The event also carried symbolic importance.
This marked the first time Xi personally attended the conference since its launch in 2018, signaling how central AI has become to China’s long-term national strategy.
His appearance underscored Beijing’s determination to compete with Washington not only in technological innovation but also in establishing international governance standards.
Questions Over China’s Global Influence
Despite China’s expanding AI capabilities, questions remain regarding how broadly its governance vision will be accepted internationally.
Some Western analysts argue that allowing Beijing to play a leading role in shaping AI regulations could encourage the spread of governance principles reflecting China’s tightly controlled digital environment.
Critics fear those standards could prioritize state oversight, information control and surveillance over the more open internet traditions favored by many democratic countries.
There are also doubts about whether China’s newly established WAICO organization can attract significant participation beyond countries already maintaining close political relationships with Beijing.
Paul Triolo, a partner at Washington-based consultancy DGA-Albright Stonebridge Group, believes major Western governments are unlikely to join a China-led AI governance institution.
“No major Western country will likely sign on to a China-controlled organization that will likely have a broad mandate for both the promotion of AI and AI governance and safety,” Triolo said.
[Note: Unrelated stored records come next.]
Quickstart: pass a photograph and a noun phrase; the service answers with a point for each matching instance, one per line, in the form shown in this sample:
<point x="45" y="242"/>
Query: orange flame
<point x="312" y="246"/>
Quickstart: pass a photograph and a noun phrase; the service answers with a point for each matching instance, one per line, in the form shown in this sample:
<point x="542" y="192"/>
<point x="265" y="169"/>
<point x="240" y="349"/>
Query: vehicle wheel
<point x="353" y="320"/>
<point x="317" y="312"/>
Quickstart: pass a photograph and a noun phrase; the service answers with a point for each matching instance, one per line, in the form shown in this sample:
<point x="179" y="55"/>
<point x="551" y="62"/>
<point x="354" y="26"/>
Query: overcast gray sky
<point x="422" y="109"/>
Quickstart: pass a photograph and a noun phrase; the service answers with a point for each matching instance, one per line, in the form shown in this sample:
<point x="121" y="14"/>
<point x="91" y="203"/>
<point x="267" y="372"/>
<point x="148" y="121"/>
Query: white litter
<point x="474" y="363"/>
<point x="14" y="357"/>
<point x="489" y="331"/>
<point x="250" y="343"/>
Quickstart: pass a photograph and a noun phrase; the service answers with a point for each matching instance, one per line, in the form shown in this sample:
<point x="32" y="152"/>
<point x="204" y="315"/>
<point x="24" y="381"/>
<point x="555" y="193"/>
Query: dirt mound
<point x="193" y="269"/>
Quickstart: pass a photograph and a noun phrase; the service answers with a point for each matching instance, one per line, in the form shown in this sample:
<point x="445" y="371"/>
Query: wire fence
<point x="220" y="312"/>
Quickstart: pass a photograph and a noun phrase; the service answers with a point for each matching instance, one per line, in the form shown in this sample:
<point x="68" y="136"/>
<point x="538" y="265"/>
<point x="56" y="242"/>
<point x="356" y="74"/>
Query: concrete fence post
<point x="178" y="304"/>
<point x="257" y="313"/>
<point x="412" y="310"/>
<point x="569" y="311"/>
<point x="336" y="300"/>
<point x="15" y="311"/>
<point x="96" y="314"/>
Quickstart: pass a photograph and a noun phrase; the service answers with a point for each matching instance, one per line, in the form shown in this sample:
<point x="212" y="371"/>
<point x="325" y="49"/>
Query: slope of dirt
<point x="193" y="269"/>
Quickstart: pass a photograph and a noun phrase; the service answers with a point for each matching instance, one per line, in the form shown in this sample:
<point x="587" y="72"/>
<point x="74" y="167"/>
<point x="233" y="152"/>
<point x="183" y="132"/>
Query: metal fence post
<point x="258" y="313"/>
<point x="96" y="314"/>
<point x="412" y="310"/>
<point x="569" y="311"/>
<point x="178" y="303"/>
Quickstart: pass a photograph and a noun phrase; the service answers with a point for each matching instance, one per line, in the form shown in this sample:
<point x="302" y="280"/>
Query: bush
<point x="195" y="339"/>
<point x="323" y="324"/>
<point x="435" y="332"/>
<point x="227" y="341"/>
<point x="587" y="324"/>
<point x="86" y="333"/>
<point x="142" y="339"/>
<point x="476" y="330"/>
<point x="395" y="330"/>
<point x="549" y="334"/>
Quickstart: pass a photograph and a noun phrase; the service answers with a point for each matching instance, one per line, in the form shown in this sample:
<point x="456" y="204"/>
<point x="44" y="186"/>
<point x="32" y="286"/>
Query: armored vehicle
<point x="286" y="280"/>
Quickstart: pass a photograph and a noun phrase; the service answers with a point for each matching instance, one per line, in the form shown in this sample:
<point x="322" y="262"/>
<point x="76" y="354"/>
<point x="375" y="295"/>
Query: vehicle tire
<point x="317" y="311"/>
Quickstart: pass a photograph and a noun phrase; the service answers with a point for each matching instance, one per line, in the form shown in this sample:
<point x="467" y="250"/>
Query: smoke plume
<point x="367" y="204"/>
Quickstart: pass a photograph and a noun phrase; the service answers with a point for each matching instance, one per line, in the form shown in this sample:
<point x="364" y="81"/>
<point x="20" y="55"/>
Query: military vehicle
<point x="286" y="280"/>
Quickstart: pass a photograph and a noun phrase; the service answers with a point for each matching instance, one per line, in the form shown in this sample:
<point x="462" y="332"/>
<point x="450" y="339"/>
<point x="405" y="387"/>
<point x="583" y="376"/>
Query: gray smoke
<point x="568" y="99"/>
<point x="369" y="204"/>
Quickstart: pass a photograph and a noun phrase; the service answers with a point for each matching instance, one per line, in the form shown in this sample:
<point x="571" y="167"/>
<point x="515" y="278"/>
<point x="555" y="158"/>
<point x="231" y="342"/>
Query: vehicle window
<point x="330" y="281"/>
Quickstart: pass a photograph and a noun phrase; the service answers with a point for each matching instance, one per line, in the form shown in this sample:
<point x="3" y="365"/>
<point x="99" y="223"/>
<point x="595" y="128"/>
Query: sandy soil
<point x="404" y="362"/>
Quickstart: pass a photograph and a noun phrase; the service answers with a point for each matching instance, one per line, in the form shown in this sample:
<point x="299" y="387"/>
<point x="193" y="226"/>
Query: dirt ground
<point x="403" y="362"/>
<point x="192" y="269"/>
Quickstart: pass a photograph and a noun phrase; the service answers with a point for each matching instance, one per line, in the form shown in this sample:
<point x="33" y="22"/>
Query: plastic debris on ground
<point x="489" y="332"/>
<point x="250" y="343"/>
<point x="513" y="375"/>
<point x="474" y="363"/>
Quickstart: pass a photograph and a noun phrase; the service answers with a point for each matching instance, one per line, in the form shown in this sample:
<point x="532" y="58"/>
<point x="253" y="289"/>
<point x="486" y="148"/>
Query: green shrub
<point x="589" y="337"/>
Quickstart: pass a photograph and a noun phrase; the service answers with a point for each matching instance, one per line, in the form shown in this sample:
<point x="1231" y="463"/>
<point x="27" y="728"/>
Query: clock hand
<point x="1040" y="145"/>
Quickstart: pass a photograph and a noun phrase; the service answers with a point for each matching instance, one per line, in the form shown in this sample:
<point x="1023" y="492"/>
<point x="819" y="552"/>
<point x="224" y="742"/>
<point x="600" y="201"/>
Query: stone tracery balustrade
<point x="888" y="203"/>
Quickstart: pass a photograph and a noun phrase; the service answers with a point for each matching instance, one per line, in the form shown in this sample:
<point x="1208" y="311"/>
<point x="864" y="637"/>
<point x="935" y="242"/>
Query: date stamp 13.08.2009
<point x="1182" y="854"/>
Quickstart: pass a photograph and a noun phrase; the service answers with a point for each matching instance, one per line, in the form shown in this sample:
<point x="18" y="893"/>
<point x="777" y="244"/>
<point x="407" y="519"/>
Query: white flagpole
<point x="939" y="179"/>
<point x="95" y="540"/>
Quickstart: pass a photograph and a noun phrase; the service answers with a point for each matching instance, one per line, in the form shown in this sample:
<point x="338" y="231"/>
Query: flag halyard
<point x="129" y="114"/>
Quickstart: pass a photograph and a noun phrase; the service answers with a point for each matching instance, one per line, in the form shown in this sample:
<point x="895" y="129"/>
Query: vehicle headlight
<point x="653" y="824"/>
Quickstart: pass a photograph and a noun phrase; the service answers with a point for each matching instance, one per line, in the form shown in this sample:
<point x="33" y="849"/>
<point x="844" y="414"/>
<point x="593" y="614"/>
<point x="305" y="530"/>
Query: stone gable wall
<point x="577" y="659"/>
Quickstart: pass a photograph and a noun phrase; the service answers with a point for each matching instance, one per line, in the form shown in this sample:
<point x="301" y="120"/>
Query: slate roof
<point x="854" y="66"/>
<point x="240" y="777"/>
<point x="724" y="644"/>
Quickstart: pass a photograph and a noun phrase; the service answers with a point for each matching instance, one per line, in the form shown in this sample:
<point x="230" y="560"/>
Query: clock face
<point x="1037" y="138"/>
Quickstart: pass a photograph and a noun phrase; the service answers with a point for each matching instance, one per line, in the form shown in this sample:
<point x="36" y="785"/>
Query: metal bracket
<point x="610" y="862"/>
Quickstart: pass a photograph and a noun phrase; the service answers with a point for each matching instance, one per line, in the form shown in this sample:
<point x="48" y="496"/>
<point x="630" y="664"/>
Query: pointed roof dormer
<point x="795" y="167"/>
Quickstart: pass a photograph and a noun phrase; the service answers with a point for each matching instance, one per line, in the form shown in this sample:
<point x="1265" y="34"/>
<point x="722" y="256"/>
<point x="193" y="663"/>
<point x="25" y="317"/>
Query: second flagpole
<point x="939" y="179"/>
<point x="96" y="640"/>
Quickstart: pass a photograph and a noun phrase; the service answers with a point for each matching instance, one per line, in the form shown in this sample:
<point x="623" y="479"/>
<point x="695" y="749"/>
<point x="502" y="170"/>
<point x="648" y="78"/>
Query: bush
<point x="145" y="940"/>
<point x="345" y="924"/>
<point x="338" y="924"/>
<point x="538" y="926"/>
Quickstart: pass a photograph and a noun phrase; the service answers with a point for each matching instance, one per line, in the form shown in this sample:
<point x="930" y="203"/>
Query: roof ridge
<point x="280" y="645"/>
Instead, he argues that the most important avenue for cooperation remains direct bilateral engagement between Washington and Beijing.
“For the US, the main action will be building a credible bilateral dialogue with Beijing around frontier AI model governance,” he said.
However, achieving meaningful cooperation will be challenging.
According to Triolo, both governments face complicated bureaucratic hurdles while continuing to struggle with profound mutual distrust.
As artificial intelligence becomes increasingly central to economic growth, military capability and global influence, the rivalry between the United States and China is no longer simply about who builds the most powerful AI systems. It is increasingly about who writes the rules that will govern the technology for decades to come—and whether the world’s two largest powers can cooperate enough to prevent competition from becoming confrontation.